Now, it seems to me that if a person is innovative, believes she (or he), can do just about anything she sets her mind to do, she's going to have to develop a strong sense of the harmfulness of those who are commonly supposed to know.

My own theory is that we can't just dismiss experts, pay no attention, but rather we must enter into their perspective so deeply and widely as to be able to understand what they are missing.

Today, I called ten air conditioner repair shops listed in the Dayton yellow pages before I was able to talk to one person who seemed competent. But I felt that even he really didn't want to touch my machine, and he told me that it would be $62 for him to look at it, and $1 per minute to work on it. So he advised me, “Buy a new one.”

This particular air conditioner costs $450 new, so I pulled it apart by myself this afternoon, followed whatever tips I could garner from the Internet, put it back together, and it is putting out cold air again, at least for now.
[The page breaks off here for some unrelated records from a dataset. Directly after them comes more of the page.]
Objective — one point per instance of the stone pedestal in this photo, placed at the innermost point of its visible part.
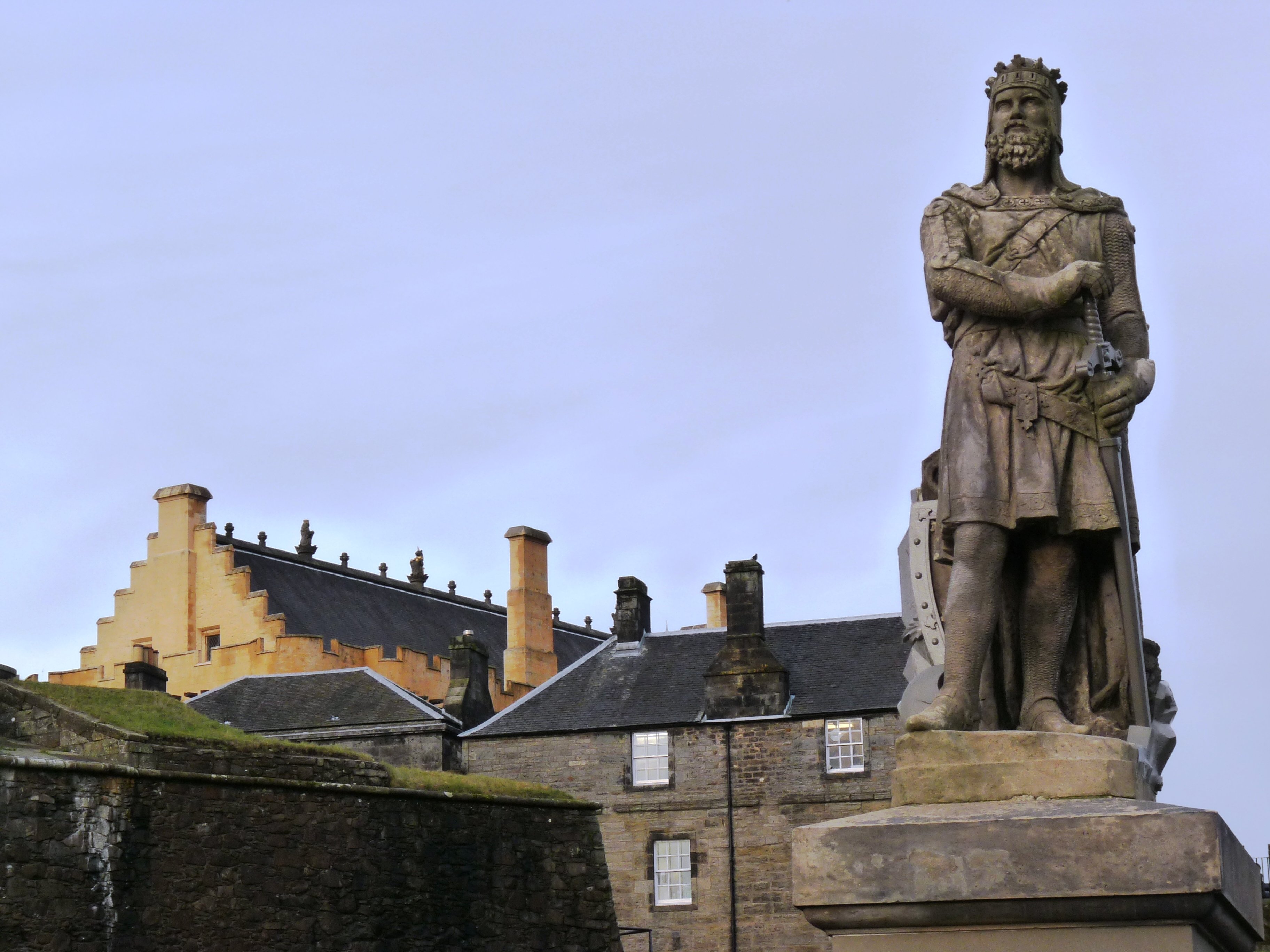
(1060, 857)
(972, 767)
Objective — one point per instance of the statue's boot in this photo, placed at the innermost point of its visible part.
(953, 710)
(1046, 716)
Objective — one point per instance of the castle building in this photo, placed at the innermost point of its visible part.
(708, 747)
(209, 609)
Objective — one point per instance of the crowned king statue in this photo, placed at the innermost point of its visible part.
(1033, 617)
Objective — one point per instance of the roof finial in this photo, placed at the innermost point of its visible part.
(306, 548)
(417, 576)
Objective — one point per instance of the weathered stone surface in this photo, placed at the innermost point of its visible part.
(971, 767)
(1028, 862)
(779, 784)
(92, 861)
(1060, 938)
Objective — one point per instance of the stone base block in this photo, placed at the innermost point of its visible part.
(1061, 938)
(933, 873)
(972, 767)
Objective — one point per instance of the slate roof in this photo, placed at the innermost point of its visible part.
(365, 610)
(840, 666)
(341, 699)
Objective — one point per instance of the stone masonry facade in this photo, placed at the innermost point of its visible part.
(779, 782)
(111, 843)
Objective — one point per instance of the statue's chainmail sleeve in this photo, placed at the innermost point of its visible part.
(1123, 322)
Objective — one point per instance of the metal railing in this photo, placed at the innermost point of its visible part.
(637, 931)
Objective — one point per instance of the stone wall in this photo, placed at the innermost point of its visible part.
(111, 858)
(35, 720)
(779, 784)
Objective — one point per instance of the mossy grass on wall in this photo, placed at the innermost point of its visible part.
(164, 717)
(476, 785)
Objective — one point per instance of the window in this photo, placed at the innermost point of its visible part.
(845, 746)
(672, 873)
(651, 760)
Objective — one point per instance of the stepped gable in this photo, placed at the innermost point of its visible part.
(364, 610)
(319, 700)
(839, 666)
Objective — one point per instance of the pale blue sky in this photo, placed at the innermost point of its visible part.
(644, 276)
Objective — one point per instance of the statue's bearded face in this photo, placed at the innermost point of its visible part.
(1020, 135)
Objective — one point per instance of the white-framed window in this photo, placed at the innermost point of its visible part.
(672, 873)
(845, 746)
(651, 760)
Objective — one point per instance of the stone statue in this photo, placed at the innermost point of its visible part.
(1032, 621)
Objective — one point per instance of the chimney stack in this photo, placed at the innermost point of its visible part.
(633, 619)
(468, 697)
(171, 555)
(530, 657)
(717, 605)
(143, 672)
(746, 680)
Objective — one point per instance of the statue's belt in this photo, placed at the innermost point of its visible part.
(1030, 402)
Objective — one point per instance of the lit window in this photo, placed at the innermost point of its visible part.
(651, 760)
(672, 871)
(845, 746)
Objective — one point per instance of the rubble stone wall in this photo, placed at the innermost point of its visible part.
(110, 858)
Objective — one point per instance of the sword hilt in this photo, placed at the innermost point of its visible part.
(1100, 360)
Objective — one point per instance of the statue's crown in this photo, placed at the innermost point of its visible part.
(1023, 72)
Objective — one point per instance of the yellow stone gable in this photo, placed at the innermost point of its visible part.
(200, 615)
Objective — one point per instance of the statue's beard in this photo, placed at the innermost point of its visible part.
(1019, 148)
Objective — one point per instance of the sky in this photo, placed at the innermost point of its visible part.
(642, 275)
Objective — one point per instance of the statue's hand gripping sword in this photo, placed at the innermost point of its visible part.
(1100, 365)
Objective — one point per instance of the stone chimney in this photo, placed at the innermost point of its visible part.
(717, 605)
(746, 680)
(143, 672)
(633, 619)
(171, 555)
(468, 697)
(530, 656)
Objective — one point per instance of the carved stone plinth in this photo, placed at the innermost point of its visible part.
(970, 767)
(1080, 875)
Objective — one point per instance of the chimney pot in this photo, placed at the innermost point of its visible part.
(468, 696)
(417, 576)
(633, 617)
(306, 549)
(746, 680)
(717, 605)
(530, 656)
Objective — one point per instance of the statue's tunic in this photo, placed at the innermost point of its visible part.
(1019, 440)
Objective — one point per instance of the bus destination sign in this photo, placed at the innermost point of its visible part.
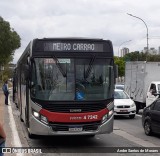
(72, 47)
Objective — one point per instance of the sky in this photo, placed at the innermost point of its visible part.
(106, 19)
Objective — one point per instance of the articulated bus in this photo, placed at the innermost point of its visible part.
(65, 86)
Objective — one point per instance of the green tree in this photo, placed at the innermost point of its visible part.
(121, 65)
(9, 42)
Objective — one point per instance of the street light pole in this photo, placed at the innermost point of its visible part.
(146, 28)
(122, 44)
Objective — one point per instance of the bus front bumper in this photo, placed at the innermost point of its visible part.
(39, 128)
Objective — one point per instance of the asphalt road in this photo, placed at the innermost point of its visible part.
(127, 134)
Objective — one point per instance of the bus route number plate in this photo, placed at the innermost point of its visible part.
(75, 129)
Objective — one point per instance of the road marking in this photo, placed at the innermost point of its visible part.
(138, 115)
(134, 139)
(16, 139)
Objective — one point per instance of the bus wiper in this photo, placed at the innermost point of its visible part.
(59, 66)
(87, 73)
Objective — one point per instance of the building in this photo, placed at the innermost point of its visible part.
(124, 51)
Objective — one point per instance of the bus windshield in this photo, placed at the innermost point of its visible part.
(61, 79)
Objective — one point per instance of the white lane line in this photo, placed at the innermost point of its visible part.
(16, 139)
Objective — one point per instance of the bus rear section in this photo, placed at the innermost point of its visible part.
(69, 87)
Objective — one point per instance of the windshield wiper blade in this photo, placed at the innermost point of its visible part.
(59, 66)
(87, 73)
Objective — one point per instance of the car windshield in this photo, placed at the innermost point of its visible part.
(120, 95)
(71, 79)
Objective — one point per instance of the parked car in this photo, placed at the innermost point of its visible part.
(151, 118)
(119, 86)
(123, 104)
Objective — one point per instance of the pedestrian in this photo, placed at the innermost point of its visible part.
(2, 139)
(6, 91)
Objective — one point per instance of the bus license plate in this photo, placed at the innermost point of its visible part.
(75, 129)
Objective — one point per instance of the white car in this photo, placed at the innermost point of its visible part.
(123, 104)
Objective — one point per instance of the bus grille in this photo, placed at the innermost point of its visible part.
(65, 127)
(74, 108)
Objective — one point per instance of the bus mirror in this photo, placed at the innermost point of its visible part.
(26, 72)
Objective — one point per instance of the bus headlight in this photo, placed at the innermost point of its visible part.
(105, 117)
(44, 119)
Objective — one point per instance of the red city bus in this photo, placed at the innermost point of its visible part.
(65, 86)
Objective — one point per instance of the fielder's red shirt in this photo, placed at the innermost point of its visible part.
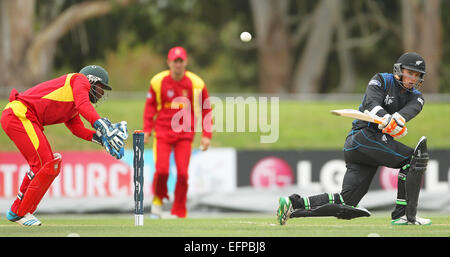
(172, 102)
(61, 100)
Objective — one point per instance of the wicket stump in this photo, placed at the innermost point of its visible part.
(138, 165)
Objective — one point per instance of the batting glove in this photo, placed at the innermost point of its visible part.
(395, 125)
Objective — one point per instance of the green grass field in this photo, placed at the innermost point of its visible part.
(233, 225)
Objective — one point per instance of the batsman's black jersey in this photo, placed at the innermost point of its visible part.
(384, 96)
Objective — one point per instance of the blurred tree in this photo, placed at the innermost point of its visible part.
(26, 55)
(331, 30)
(422, 33)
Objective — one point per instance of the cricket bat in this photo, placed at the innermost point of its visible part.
(366, 116)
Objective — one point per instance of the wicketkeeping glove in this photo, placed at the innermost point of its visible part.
(115, 134)
(96, 138)
(395, 125)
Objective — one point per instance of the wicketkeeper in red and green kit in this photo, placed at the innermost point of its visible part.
(61, 100)
(174, 97)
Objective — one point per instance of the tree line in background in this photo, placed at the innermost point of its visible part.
(299, 46)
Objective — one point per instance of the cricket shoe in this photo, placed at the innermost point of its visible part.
(27, 220)
(156, 209)
(284, 210)
(404, 221)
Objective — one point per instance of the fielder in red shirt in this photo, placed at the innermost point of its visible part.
(61, 100)
(176, 98)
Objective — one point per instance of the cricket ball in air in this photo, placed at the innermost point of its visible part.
(245, 36)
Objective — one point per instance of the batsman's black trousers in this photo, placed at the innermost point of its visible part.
(364, 151)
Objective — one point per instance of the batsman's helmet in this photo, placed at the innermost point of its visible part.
(410, 61)
(96, 74)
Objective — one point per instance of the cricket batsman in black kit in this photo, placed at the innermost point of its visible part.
(395, 98)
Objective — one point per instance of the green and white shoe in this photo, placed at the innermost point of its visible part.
(403, 221)
(284, 210)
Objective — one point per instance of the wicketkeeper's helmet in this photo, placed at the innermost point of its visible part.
(410, 61)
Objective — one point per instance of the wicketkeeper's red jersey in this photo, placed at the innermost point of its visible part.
(61, 100)
(177, 105)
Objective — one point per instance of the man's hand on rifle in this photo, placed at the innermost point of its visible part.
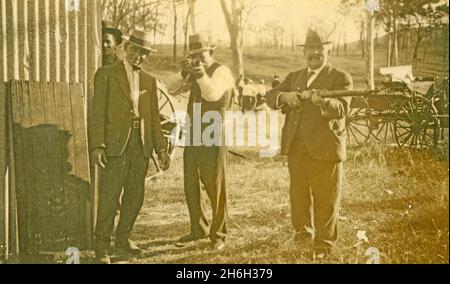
(317, 100)
(289, 99)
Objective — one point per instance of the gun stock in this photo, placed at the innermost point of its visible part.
(347, 93)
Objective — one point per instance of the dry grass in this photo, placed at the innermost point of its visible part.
(399, 198)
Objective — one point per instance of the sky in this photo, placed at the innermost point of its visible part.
(292, 14)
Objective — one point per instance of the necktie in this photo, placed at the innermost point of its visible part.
(308, 78)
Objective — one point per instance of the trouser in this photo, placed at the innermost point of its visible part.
(125, 172)
(315, 195)
(248, 103)
(206, 165)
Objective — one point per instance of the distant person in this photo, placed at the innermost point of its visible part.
(124, 131)
(314, 140)
(275, 81)
(111, 39)
(248, 95)
(260, 93)
(239, 87)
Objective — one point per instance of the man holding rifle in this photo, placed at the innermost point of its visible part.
(125, 130)
(314, 140)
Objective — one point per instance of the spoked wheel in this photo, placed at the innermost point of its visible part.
(415, 125)
(169, 126)
(382, 126)
(357, 126)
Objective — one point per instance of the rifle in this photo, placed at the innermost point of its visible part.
(306, 95)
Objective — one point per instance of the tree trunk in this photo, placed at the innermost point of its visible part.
(338, 43)
(416, 47)
(192, 16)
(236, 37)
(395, 49)
(175, 20)
(186, 30)
(361, 40)
(237, 59)
(370, 49)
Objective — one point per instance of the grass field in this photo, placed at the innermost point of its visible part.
(398, 197)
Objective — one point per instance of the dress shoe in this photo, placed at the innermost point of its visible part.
(321, 253)
(105, 259)
(189, 238)
(101, 256)
(127, 247)
(218, 244)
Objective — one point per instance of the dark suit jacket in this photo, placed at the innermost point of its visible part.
(112, 112)
(322, 131)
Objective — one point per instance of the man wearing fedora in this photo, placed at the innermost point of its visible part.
(314, 140)
(212, 87)
(111, 39)
(124, 130)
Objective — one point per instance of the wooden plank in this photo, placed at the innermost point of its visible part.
(83, 43)
(25, 60)
(15, 39)
(28, 190)
(81, 162)
(33, 28)
(10, 40)
(18, 116)
(95, 43)
(3, 45)
(54, 161)
(11, 181)
(70, 182)
(20, 37)
(3, 169)
(38, 136)
(54, 41)
(58, 142)
(65, 46)
(44, 39)
(74, 46)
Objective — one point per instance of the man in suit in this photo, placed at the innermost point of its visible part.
(314, 140)
(124, 131)
(111, 39)
(211, 89)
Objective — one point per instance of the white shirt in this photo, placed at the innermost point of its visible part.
(313, 77)
(214, 87)
(133, 80)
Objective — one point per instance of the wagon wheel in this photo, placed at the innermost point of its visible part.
(357, 126)
(168, 125)
(382, 126)
(415, 125)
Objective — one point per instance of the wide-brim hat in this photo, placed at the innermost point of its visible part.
(108, 28)
(141, 39)
(199, 43)
(316, 36)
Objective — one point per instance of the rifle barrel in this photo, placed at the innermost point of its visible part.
(347, 93)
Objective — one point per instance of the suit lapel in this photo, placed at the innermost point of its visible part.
(122, 79)
(318, 82)
(300, 82)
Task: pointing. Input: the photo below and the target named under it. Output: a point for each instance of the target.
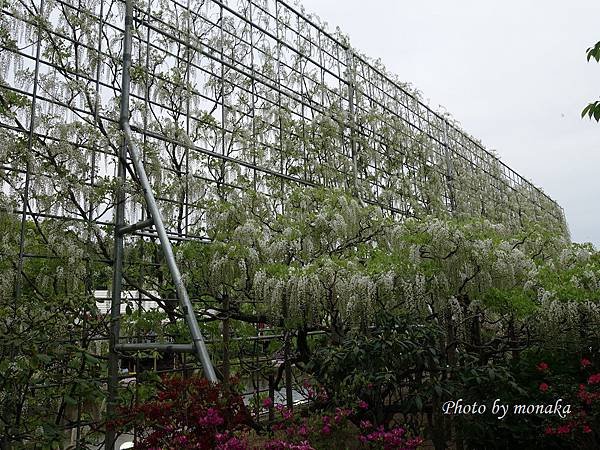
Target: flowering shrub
(189, 413)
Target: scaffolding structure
(225, 96)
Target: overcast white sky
(512, 72)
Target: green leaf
(419, 402)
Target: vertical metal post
(449, 169)
(115, 306)
(154, 212)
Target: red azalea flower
(542, 366)
(585, 362)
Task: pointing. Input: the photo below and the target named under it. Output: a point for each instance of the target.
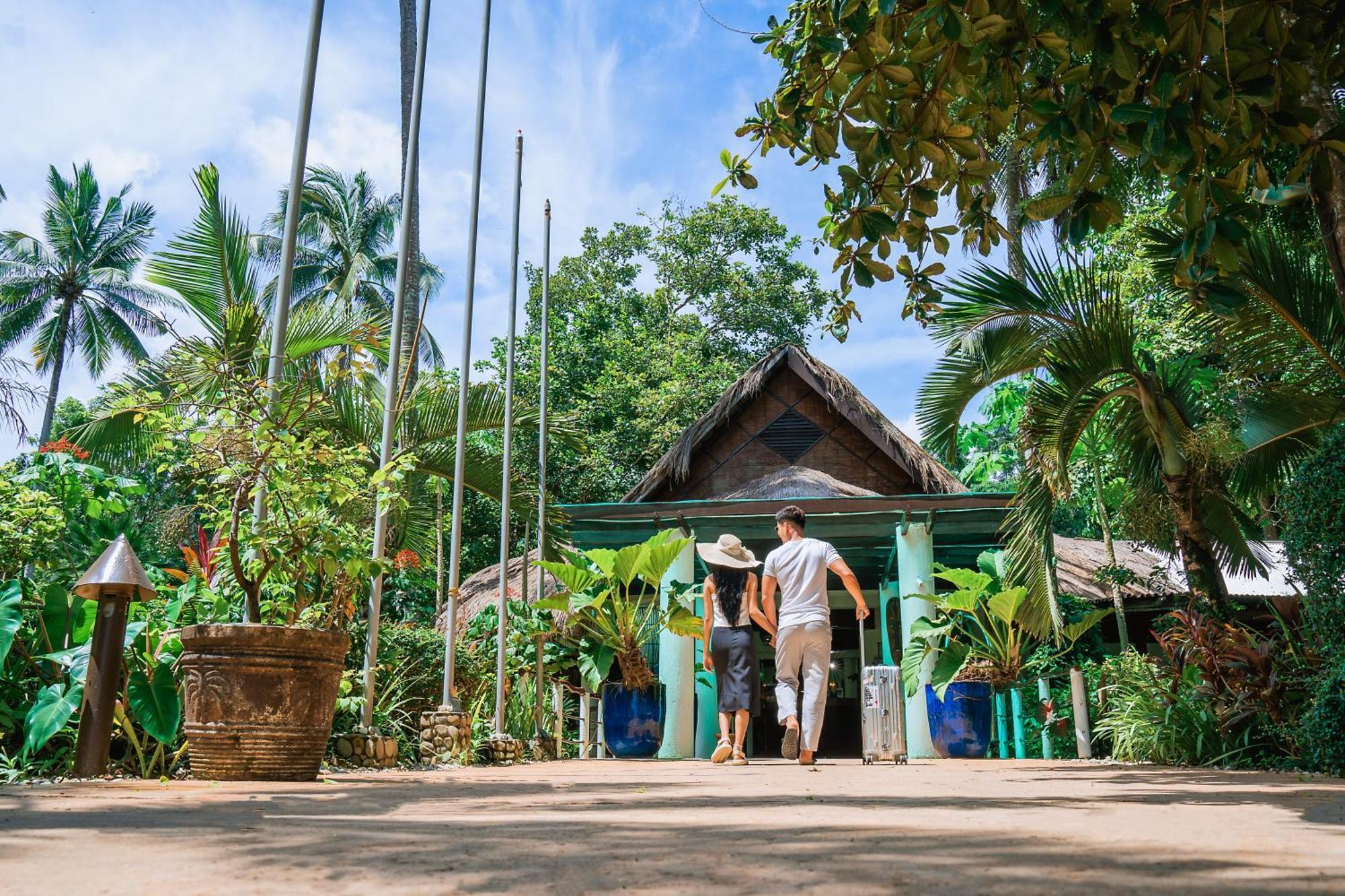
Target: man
(804, 630)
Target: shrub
(1321, 733)
(1315, 538)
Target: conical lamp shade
(116, 567)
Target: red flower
(64, 447)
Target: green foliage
(987, 628)
(613, 599)
(909, 95)
(1321, 735)
(30, 522)
(637, 365)
(73, 287)
(1315, 538)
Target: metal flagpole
(408, 271)
(289, 243)
(465, 370)
(541, 425)
(509, 444)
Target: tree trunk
(1204, 577)
(439, 545)
(411, 311)
(1105, 521)
(59, 362)
(1328, 190)
(1013, 213)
It pleases me that my 23-year-old car and my 18-year-old pickup are still running reliably even though I was told several years ago by professional car repair people on different occasions that both were “dead.”

I wasted thousands of dollars, had many days out of service and nightmare experiences when I was an owner-operator trucker before I discovered the Mahoney brothers diesel service in Brentwood. If I had to visit a repair shop out on the road, I was sure to regret it, and so I always tried to hobble home to New Hampshire if it was even remotely possible.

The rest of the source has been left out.